Business customers – mostly large enterprises but not exclusively – are suffering from an impending storage crisis that can be partly solved by automation, according to the latest research from Forrester.
Rachel Dines, senior analyst at Forrester Research, was speaking to press on the eve of the annual Fujitsu Forum in Munich today. Dines said the market watcher's analysis only confirms that data processing needs coupled with similarly expanding business requirements are far exceeding what the storage technology can cope with.
"It is no surprise," Dines said. "And 25 per cent of business leaders said that the IT hampers what they are trying to do. That's not good."
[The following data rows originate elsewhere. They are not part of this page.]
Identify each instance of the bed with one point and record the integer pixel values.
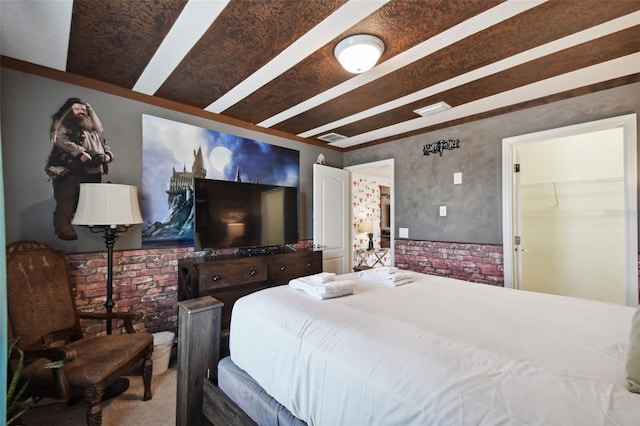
(435, 351)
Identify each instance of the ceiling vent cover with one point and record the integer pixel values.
(332, 137)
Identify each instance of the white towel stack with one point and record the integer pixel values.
(323, 285)
(387, 275)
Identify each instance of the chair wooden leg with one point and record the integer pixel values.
(147, 373)
(93, 398)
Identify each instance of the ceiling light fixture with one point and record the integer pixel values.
(432, 109)
(359, 53)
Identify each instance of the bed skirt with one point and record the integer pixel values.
(251, 398)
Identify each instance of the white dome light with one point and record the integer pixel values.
(359, 53)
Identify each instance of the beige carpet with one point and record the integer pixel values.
(127, 409)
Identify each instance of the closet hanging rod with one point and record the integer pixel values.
(573, 182)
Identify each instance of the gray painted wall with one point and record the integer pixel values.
(29, 101)
(474, 208)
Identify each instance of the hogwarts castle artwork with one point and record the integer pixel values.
(167, 194)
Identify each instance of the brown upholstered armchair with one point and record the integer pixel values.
(42, 312)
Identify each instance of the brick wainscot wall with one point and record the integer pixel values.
(480, 263)
(146, 280)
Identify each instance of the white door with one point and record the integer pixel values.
(570, 221)
(331, 224)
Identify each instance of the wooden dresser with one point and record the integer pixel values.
(229, 278)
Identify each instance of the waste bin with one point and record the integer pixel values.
(162, 344)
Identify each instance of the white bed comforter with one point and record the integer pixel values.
(437, 351)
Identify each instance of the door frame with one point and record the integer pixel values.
(390, 163)
(628, 124)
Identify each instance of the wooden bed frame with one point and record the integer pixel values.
(199, 400)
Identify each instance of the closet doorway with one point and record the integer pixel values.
(570, 211)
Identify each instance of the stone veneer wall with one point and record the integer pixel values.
(481, 263)
(144, 280)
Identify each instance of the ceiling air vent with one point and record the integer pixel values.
(332, 137)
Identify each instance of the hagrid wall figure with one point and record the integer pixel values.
(79, 154)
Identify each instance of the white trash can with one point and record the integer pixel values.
(162, 344)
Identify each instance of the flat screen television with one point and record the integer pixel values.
(231, 214)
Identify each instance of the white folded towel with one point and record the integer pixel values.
(323, 291)
(389, 280)
(397, 276)
(384, 270)
(322, 277)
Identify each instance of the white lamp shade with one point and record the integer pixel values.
(107, 204)
(359, 53)
(366, 227)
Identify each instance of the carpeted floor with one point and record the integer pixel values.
(127, 409)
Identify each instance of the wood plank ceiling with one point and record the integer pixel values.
(270, 63)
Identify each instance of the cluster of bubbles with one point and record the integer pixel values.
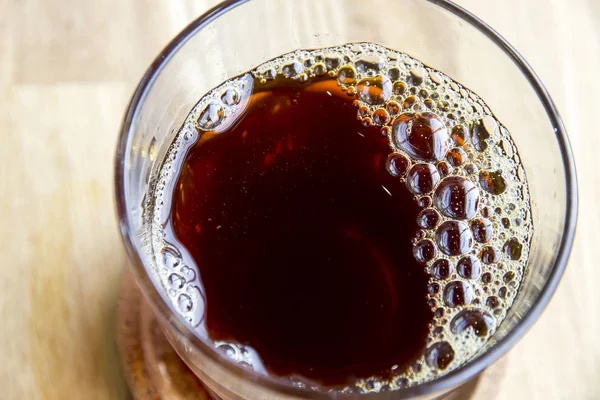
(452, 154)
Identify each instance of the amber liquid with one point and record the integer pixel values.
(303, 239)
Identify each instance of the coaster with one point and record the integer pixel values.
(155, 371)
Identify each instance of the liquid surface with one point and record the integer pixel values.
(347, 218)
(303, 239)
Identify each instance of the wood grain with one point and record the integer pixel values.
(67, 69)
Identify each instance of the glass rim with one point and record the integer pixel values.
(450, 380)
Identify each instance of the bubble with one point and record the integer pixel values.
(489, 255)
(458, 293)
(443, 168)
(439, 355)
(320, 69)
(394, 74)
(399, 88)
(188, 273)
(184, 302)
(460, 134)
(381, 116)
(424, 201)
(454, 238)
(424, 251)
(469, 267)
(482, 229)
(481, 322)
(422, 178)
(457, 197)
(509, 276)
(211, 116)
(228, 350)
(428, 218)
(347, 75)
(442, 269)
(170, 258)
(409, 102)
(230, 97)
(456, 156)
(492, 182)
(513, 248)
(493, 302)
(393, 108)
(369, 63)
(332, 61)
(176, 281)
(397, 164)
(375, 90)
(479, 135)
(417, 74)
(292, 69)
(422, 135)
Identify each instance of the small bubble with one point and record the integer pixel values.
(211, 116)
(228, 350)
(482, 229)
(424, 251)
(184, 302)
(369, 63)
(393, 108)
(457, 197)
(493, 302)
(409, 102)
(469, 267)
(492, 182)
(513, 248)
(397, 164)
(422, 178)
(442, 269)
(375, 90)
(422, 135)
(454, 238)
(399, 88)
(230, 97)
(458, 293)
(424, 201)
(489, 255)
(440, 355)
(332, 61)
(292, 69)
(320, 69)
(502, 292)
(381, 117)
(460, 134)
(347, 75)
(481, 322)
(456, 156)
(188, 273)
(417, 74)
(176, 281)
(428, 218)
(170, 258)
(444, 168)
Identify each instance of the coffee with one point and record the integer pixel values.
(345, 217)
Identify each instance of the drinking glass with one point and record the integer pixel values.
(236, 36)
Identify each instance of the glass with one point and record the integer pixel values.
(236, 36)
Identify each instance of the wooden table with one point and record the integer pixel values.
(67, 69)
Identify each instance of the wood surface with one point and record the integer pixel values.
(67, 70)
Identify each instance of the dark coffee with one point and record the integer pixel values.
(303, 238)
(343, 217)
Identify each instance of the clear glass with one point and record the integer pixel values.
(236, 36)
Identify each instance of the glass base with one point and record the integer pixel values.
(154, 370)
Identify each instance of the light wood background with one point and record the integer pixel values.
(67, 69)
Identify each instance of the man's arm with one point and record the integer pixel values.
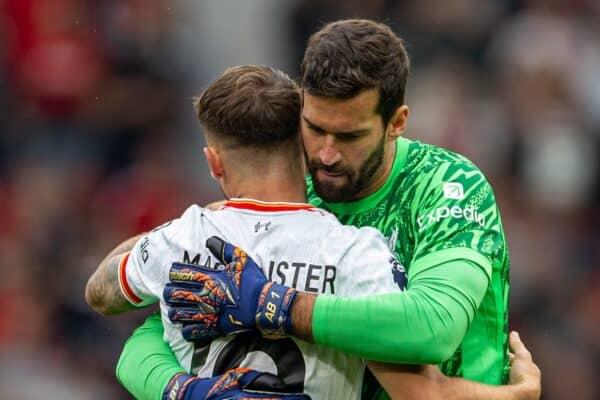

The phenomenon is down to several reasons – not least that servers have got so much faster and the storage hardware is just too slow, she said.
Why do businesses need to be able to handle more data and information at greater speed?
Dines said her research crystallised five main areas of concern: a need to compete and maintain or develop competitive advantage based on a real fear that rivals will snap up their customers; rising employee and customer expectations of what can be achieved; the cost of downtime; accountability to shareholders; and globalisation.
Yet at the same time, her 2013 surveys have pinpointed that most businesses also want to free up more cash for innovation. European businesses indicated that they wished to spend only 41 per cent of their IT budget on maintenance and operations – down from 48 per cent in 2013.
"This obviously plays into the big data revolution that we are seeing," Dines said. "But only one in three believes that IT is well aligned to business needs. And 25 per cent of business leaders say that IT hampers their success."
Dines concluded that automating more tasks, particularly when it comes to storage technology, can free up skills and other resources so customers can focus on innovation.
This should be applied across the board, and with a focus on order to cash, payroll and other critical business processes.
Frank Reichart, senior director of IT infrastructure solutions at Fujitsu, said the new Eternus DX Series, available in December, is incorporating a lot more automation, boosting the IOPS to one million at the higher end of the range.
"We have completely innovated the storage management software to do more innovation [for example]," Reichart said. "The message to customers is that you can do the same with a smaller system, or do more with the same system class."